There's probably 500 students waiting to take your place
The false "nursing shortage" propaganda have encouraged people who otherwise would have never considered nursing to become nurses. This was done deliberatly by those who stand to gain financialy from a glut of nurses.
- 0Mar 16, '13 by LadyFree28There are people who are genuinely unhappy...as well as a really bad economy at this time, too.
I'm a person who can sometimes appear aloof, yet I'm logical based in reality. I have been content as a nurse, even when I entered healthcare, I saw the corporate takeover of patient care. It takes a lot after someone to deal with changes, especially if it affects patient care. I have been able to continue to give excellent patient care in plenty of settings which deserved and have been shut down, as well as contribute what I could in making a facility work by having a voice on committees and making sure we are accountable to giving excellent care...80% of the time, it has been victorious.
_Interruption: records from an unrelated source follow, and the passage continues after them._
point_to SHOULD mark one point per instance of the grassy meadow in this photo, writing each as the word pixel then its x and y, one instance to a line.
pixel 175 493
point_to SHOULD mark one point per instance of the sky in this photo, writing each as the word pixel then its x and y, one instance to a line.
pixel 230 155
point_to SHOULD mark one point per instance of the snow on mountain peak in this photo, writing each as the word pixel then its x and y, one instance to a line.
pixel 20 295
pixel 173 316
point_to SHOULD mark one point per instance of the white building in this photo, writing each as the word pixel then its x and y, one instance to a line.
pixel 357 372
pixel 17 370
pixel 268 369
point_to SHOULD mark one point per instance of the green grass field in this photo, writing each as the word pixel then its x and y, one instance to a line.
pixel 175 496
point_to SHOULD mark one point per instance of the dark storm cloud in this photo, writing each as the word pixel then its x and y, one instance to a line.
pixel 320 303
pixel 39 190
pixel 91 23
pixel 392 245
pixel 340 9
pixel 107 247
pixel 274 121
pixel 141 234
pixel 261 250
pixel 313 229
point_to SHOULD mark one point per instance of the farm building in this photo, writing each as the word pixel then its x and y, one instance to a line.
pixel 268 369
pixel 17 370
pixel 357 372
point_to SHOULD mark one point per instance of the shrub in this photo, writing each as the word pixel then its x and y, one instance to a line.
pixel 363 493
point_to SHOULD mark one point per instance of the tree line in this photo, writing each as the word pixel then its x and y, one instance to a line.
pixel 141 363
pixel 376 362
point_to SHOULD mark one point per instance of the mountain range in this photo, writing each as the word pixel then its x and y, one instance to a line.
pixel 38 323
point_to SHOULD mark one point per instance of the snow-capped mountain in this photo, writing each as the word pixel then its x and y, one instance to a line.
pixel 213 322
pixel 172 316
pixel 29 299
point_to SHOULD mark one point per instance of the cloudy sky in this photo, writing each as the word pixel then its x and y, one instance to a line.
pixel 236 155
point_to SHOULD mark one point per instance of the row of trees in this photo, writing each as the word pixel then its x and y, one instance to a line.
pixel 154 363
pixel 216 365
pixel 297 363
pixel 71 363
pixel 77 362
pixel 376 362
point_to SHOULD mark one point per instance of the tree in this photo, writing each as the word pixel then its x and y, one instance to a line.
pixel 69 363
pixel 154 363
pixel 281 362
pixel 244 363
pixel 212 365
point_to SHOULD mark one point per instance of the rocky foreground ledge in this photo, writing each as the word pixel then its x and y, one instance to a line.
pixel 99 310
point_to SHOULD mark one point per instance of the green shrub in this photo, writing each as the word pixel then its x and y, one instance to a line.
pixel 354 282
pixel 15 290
As long as I can advocate, provide safe effective care, back it up with the nursing talent and if needed EBP, I will continue to give it, even when I worked for places that were shut down, to the ones that with nursing having a seat at the table.
I hope that we all have a seat and position that can go back to those fundamentals...for the "happiness" of our profession...
- 5Mar 17, '13 by sneedsI totally agree! It's a total shame we're reduced to this treatment. That propaganda definitely bit me and the ceo's are building new buildings or increasing their salaries while increasing patient ratios and pushing nurses back and yanking them in when needed - and you feel lucky? Let's aim higher. It's happening to the md's too - for that matter most workers in the U.S. I don't think I want to become an APRN now because I see how worked to death they are. I love working hard but not to the point where it breaks my body down and keeps me from properly caring for ALL my patients. Having an income that can support your family shouldn't equate to being worked to death in an unsafe environment.